Les importations : un faux problème ?
Nonobstant ces prévisions nationales favorables, les gouvernements dans les deux principales provinces productrices ont décidé de prendre des mesures pour tenter d’enrayer le recours aux achats de vins de l’autre côté des Andes. Prenant effet en ce début d’année, une nouvelle taxe vient sanctionner les bodegas qui importent du vin ou commercialisent des produits importés sur le territoire provincial. D’après la presse locale, le gouvernement national ne souhaitant pas s’immiscer dans les affaires commerciales du secteur, ce sont les autorités provinciales qui ont décidé d’intervenir. Mais au vu des volumes impliqués, la mesure pourrait être plus politique, pour apaiser les viticulteurs locaux, que réellement punitive. Selon l’Observatoire vitivinicole argentin, environ 3 millions de litres de vins étrangers ont été importés entre janvier et novembre 2016, dont 90% en provenance du Chili ; on est loin d’atteindre les 29 millions de litres importés en 2010. L’année dernière, ce flux a été mis en place notamment par deux opérateurs locaux majeurs, à savoir Penaflor et Fecovita, provoquant un tollé parmi les producteurs argentins.

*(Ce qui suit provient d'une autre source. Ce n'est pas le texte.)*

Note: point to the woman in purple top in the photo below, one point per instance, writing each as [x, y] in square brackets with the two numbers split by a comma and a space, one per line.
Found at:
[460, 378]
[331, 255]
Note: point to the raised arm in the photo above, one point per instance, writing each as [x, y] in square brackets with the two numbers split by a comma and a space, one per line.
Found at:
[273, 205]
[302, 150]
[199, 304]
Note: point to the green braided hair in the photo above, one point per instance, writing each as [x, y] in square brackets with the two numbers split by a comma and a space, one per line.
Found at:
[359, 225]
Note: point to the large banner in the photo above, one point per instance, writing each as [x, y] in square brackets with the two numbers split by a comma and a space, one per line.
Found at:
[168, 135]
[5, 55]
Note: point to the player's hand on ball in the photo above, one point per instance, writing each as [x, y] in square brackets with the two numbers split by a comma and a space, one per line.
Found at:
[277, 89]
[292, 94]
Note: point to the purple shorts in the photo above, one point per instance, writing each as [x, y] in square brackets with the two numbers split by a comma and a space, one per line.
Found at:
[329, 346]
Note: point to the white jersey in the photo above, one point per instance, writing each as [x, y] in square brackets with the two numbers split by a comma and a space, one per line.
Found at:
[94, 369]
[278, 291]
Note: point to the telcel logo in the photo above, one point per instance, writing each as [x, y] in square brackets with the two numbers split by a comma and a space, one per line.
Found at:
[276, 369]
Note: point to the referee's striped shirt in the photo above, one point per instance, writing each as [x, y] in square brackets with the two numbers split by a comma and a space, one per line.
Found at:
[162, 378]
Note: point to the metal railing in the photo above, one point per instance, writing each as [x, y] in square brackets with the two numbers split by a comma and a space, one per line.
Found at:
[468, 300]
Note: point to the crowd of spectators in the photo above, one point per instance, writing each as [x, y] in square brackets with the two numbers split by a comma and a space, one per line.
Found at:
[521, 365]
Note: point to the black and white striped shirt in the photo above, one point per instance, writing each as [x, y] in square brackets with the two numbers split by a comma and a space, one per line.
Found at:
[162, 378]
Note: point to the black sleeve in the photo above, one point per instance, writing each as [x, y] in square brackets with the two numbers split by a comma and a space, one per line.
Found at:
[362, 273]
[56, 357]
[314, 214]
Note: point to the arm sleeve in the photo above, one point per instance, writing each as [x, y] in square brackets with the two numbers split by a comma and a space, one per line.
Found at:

Les premiers cherchaient à limiter les conséquences de la montée en flèche des prix, tandis que les seconds y voyaient une tentative de « punir » les opérateurs locaux dont les prix étaient devenus beaucoup moins compétitifs. « Les prix ont décollé en Argentine et sont très fluctuants », note Sebastian San Martin, co-fondateur de la société Probulkwine, qui opère en Argentine et au Chili. « D’un dollar le litre, nous sommes passés à 2,1-2,2$ en vrac ». Son analyse est partagée par Barbara Smerkin du service export de Penaflor qui évoque, quant à elle, de la spéculation : « Les producteurs ont spéculé sur les effets positifs de la perte des volumes, du nouveau gouvernement et du taux de change ». Et Sebastian San Martin d’abonder encore dans son sens : « Pour ceux qui avaient des vins à vendre, c’était une très bonne année ».
Quelques signes positifs
Est-ce grâce à ce phénomène, toujours est-il que certains gros opérateurs annoncent d’importants projets de développement. Fecovita, qui se présente comme la plus grande coopérative d’Amérique, est de ceux-là. A l’automne dernier, la société, qui regroupe au total 29 coopératives, 54 bodegas, 5 000 producteurs et 25 000 hectares de vignes, a dévoilé sa nouvelle chaîne de conditionnement en BIB, réalisée à travers une alliance stratégique avec Smurfit Kappa pour un coût de près d’un million d’euros. « Grâce à cet équipement de dernière génération, nous pourrons optimiser notre présence sur le moyen de gamme, à fois en Argentine et sur les marchés export, plus particulièrement au Brésil et en Amérique latine, où l’innovation permet de se différencier », a insisté Juan Angel Rodriguez, directeur général de la société qui a commercialisé en 2015, 2 730 000 hectolitres et contrôle plus de 30% du marché local. « En termes de ventes, nous espérons tripler le volume commercialisé dans une catégorie dont la demande augmente », y compris en Argentine, longtemps attachée au format brique. Même si de nombreux indicateurs économiques argentins restent en berne, de nouveaux investissements et une amélioration de la situation de l’emploi laissent espérer aux opérateurs un marché domestique moins morose qu’en 2016. La perspective d’une production en hausse cette année pourrait permettre d’améliorer la compétitivité des vins argentins, et de récupérer des pertes subies notamment sur le plan local et sur le marché export en vrac (-27% entre janvier et novembre 2016).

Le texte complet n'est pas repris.